It was an unforgettable Saturday. There was a gaudy military parade in Washington D.C., ardent protests around the entire country and a traumatic shooting of two Minnesota lawmakers and their spouses in Twin Cities suburbs. To top it off, the apocalypse came to U.S. Bank Stadium in Minneapolis on Saturday night.
Surrounded by about 30 mysterious masked creatures in red robes marching in a crumbling cityscape, the Canadian pop mega-star known as the Weeknd, a hooded, bemasked man with glowing eyes, dragged more than 50,000 people into “The Abyss.”
“Let’s end it all, the world’s not far behind,” the Dr.
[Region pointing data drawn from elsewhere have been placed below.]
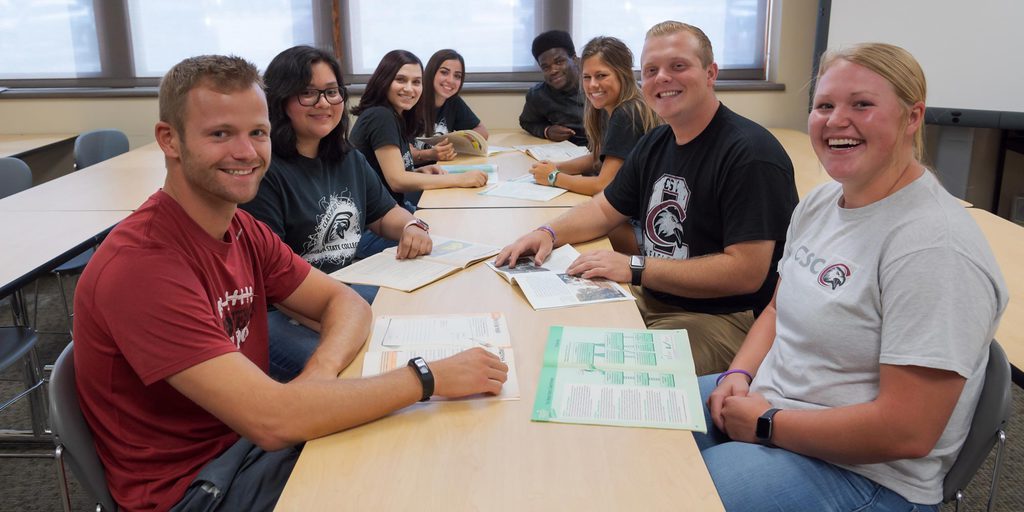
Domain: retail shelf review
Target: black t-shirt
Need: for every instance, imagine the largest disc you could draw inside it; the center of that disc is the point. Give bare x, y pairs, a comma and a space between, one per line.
622, 130
375, 128
732, 183
321, 210
546, 107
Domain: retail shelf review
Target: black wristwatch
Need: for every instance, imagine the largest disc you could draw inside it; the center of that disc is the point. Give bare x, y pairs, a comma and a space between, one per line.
637, 264
763, 430
426, 378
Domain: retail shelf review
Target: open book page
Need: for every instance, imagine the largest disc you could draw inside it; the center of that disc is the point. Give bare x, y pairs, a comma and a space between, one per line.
384, 270
391, 332
376, 363
558, 152
619, 377
549, 287
523, 187
489, 169
464, 141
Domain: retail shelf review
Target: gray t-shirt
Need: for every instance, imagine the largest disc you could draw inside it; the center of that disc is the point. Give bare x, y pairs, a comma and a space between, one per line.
908, 280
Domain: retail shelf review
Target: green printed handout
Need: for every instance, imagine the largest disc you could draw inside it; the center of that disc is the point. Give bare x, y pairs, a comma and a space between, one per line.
619, 377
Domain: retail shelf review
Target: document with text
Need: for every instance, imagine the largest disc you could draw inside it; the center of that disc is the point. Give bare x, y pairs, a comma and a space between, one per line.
446, 257
557, 152
548, 286
619, 377
397, 339
523, 187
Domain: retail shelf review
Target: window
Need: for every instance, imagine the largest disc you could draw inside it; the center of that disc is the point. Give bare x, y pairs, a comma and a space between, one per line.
70, 47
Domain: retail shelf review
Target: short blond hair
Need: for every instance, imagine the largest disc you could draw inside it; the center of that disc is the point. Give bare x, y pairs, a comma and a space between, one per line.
222, 73
669, 28
893, 64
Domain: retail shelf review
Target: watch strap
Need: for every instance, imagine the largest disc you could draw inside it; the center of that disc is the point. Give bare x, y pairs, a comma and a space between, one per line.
426, 377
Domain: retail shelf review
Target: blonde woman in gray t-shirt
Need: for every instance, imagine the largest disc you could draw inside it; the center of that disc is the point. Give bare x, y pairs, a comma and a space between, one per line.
855, 387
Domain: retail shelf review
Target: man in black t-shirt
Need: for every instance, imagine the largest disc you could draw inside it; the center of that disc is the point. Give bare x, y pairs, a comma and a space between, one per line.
713, 193
554, 108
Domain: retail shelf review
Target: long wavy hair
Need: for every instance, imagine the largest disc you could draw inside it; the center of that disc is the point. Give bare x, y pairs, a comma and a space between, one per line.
427, 111
380, 83
616, 55
288, 75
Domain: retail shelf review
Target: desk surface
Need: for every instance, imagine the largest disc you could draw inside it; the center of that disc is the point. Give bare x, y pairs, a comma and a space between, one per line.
34, 240
510, 165
487, 455
15, 145
1007, 241
122, 182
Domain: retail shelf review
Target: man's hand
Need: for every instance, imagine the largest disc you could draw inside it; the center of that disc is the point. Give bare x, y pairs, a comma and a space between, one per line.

Doom-like figure in the sparkling black robe sang accompanied by descending orchestral music. “So what’s the point of staying?”
OK, this is show-biz, escapist entertainment, the land of make-believe. However, it may have resonated differently on this eventful Saturday.
The 2¼-hour concert was a dark depiction of depression and dystopia on a dark and cloudy day in Minneapolis and America, leavened by occasional hits like “Starboy” and “Blinding Lights” and thundering neo-disco beats that made it possible to momentarily forget the day’s news.
The Weeknd probably wasn’t intending any political or social commentary. Wasn’t he just trying to kill off the character he created and return to real-life Abel Tesfaye, a movie-loving music maker?
In an interview with Variety magazine in January, he acknowledged that “Hurry Up Tomorrow,” his 2025 album and companion theatrical movie of the same name, were the final chapter in the existence of the Weeknd, a dark persona he’d created in 2011 that has led to massive international stardom.
The tour that the Weeknd brought to Minneapolis — his first local appearance since 2017 at Xcel Energy Center — was actually supposed to start in 2020 in support of his then-new “After Hours” album. The pandemic postponed the tour, which was rescheduled for 2021-22 but the Weeknd scrapped that arena trek (including a St. Paul date) in order to take it to stadiums in 2023, supporting the 2022 album “Dawn FM.” So complicated, kind of like many things with the Weeknd.